I liked going to the patio of our house in Zacamil, in San Salvador. It was a small square open patio with a pile of water for washing clothes and dishes. In the center of the patio, there was a rain water drain. This was a time when puberty was announcing itself. I liked going back there to burn things. Fascinated by fire, I liked burning paper, wood, and plastic. I liked seeing the fire and how it changed everything into its essential components, ashes, smoke, heat, and colors. I burned things over the water drain, because it was safe there; but also because the burning material would drip into the gutter and make the hissing noise. One day, I got into burning plastic things, because the plastic would drip slowly, announcing it’s descent with a particular petroleum smell and fall as a fire bundle into the rain water of the gutter, and the colors it emited as it fell transformed itself into the most peculiar hissing sound. The plastic would then take unpredictable shapes with strange colors as it cooled down and became hard and ashy black.
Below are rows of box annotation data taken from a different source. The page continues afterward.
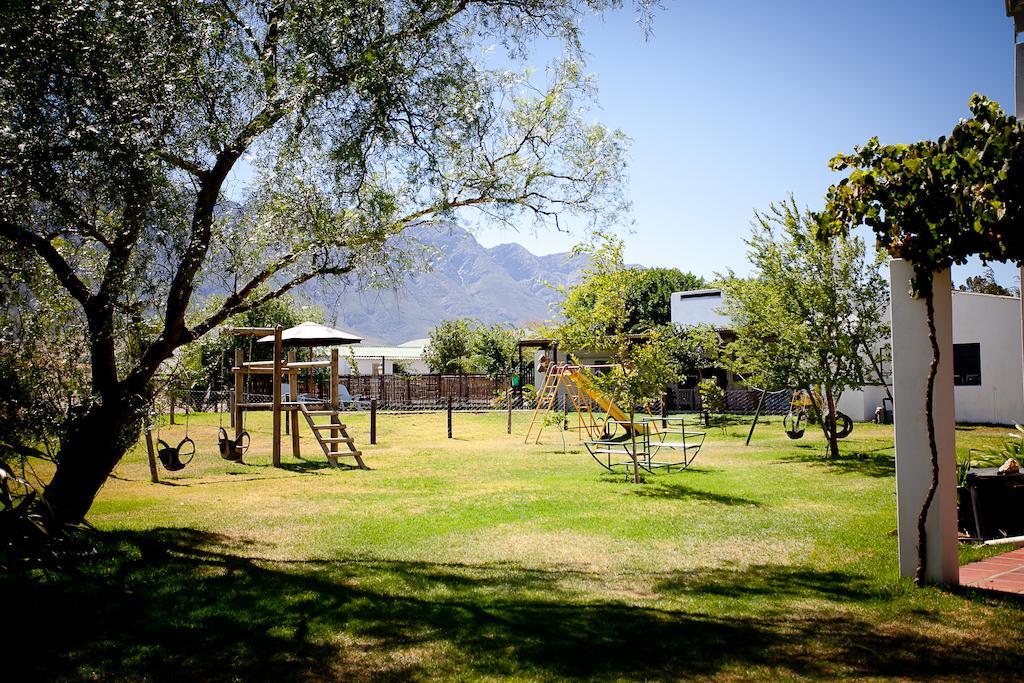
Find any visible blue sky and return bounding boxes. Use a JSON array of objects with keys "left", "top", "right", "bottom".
[{"left": 477, "top": 0, "right": 1017, "bottom": 285}]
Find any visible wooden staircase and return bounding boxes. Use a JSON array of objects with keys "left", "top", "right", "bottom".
[{"left": 299, "top": 403, "right": 370, "bottom": 470}]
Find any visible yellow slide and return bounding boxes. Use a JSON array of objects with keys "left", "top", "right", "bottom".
[{"left": 565, "top": 370, "right": 647, "bottom": 434}]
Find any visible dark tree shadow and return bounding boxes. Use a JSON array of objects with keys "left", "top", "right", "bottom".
[
  {"left": 632, "top": 482, "right": 763, "bottom": 507},
  {"left": 779, "top": 446, "right": 896, "bottom": 478},
  {"left": 8, "top": 528, "right": 1022, "bottom": 681}
]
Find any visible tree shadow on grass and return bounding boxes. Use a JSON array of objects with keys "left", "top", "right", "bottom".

One day, I was telling a friend about this, and wondered aloud where these remnants of my fire went. He told me he knew. Braulio told me that just a couple of kilometers from where we were, walking towards the right of the volcano’s skirt, the Boquerón, was a secret entrance to a tunnel. He claimed that this tunnel went on for a very long time, but eventually was united with other tunnels and all the water drains of the city eventually came to this underground labyrinth.
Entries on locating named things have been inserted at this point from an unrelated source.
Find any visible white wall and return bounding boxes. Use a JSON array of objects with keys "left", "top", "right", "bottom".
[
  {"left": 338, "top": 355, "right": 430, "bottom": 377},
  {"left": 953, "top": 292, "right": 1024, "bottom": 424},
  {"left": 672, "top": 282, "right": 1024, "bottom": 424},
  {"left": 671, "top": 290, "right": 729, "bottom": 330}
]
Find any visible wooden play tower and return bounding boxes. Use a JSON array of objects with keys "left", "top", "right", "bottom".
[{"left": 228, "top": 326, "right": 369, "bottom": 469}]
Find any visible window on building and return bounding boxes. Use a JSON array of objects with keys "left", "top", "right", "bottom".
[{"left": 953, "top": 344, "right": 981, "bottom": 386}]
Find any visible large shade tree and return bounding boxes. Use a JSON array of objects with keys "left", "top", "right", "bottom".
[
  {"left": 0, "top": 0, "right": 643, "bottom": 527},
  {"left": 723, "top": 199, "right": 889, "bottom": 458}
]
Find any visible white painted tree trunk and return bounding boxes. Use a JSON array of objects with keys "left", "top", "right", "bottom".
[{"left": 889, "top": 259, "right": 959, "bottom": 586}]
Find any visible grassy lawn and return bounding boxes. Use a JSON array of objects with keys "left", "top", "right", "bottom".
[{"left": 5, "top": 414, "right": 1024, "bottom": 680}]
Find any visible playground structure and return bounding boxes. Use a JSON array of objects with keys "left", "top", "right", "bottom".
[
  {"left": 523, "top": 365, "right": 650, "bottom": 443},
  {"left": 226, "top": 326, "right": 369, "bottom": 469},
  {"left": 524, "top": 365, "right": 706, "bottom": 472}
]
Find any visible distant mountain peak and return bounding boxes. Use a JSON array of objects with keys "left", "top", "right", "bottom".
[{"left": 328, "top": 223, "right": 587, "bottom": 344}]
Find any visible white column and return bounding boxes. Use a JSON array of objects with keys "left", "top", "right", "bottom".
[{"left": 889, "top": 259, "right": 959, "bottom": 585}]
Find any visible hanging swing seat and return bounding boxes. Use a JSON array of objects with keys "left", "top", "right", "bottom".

I asked him to take me there, and he did. Behind the rocks under a hill there was an unattended and unkept square stone, which easily removed revealed the rusty hand rails and the stairs leading down to a dark and damp tunnel. We descended, and walked for a little while, just enough for the light of day to still offer a little visibility. After the first turn, however, some shuffling of feet—rodent perhaps, startled us. It could have been the dripping of water, too. No matter. The fact is that in our minds the sound were the steps of boots. Before we could question whether the steps were vermin or human, natural or otherworldly, we were already running back up to the light of day, and ran more to the safety of asphalt and brick.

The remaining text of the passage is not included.